L’intérêt de ce modèle est que "les achats de lait représentent environ 40 % du coût du produit final" , comme l’explique Veterimed. En d’autres termes, "sur chaque dollar de yaourt ou de lait stérilisé vendu par Lèt Agogo, 40 cents vont directement aux agriculteurs". En Europe, le lait est actuellement acheté à environ 20 cents par litre aux fermiers et son prix de vente est d’à peu près 85 cents en grande surface. L’achat de lait aux éleveurs représente donc moins de 25 % du prix au consommateur. La différence par rapport aux 40 % haïtiens est sensible.

"Je ne sais pas si c’est comparable, les situations ne sont pas les mêmes , tempère François-Frantz Cadet. Mais, en Haïti, on essaie de créer des microlaiteries au lieu de transporter le lait d’une région à une autre. Même en Europe, limiter les transports constituerait une solution, comme dans les pays en difficulté. Pour améliorer la rétribution des éleveurs européens, une des solutions serait de réduire le nombre de transports et de faire en sorte que les produits laitiers soient des produits consommés sur place."

Ce modèle a aussi l’avantage de répondre aux préoccupations écologiques, puisque la consommation de carburant diminuerait. Mais cela remettrait radicalement en question la politique de la commission européenne, focalisée sur la libre circulation des biens et services. "Mais ce sont les concentrations (regroupement de plusieurs laiteries ou de plusieurs exploitations agricoles pour arriver à des sociétés de grande taille, NdlR) qui ont entraîné les problèmes actuels , souligne François-Frantz Cadet. Ces concentrations se sont imposées au point de vue financier parce que les propriétaires du capital demandent toujours plus de rémunération, même s’il existe des difficultés chez le producteur pour couvrir ses frais de production. Ce que réclament les paysans actuellement, c’est au moins un geste des investisseurs."

Cet ancien enseignant agricole comprend ce qui conduit les agriculteurs à jeter leur lait. "Ça doit être insupportable pour les Haïtiens de voir ces images, mais je sais que les éleveurs se retrouvent dans une situation difficile.
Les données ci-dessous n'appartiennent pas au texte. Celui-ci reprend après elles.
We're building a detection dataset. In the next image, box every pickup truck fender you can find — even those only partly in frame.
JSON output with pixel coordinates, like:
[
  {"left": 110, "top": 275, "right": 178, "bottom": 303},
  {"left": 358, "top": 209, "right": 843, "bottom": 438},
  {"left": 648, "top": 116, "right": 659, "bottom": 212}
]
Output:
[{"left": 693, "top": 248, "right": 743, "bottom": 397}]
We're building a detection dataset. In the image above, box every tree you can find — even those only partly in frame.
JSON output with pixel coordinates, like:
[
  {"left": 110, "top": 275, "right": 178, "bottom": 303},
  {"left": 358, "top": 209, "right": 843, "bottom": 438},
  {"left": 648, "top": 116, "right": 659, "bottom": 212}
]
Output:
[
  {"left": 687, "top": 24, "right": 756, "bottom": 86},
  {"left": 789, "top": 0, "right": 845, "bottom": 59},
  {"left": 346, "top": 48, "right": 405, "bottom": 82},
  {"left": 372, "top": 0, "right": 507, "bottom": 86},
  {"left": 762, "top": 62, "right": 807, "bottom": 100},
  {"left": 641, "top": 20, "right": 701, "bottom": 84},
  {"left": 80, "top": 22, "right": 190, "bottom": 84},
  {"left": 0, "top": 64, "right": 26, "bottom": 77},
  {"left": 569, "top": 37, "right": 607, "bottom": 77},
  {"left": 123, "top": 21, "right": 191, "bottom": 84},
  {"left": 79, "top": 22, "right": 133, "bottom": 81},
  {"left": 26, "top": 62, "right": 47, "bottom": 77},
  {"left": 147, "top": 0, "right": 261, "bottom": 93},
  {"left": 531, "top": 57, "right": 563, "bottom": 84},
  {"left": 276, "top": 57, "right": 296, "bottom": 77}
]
Ils essaient de résoudre le problème autrement. C’est très spectaculaire et ça dérange beaucoup notre conscience. Mais, même en apportant le lait aux pays en difficulté, on n’assure pas leur survie alimentaire. C’est au pays d’assurer la propre production." Une autre raison de privilégier la production et la distribution au niveau local.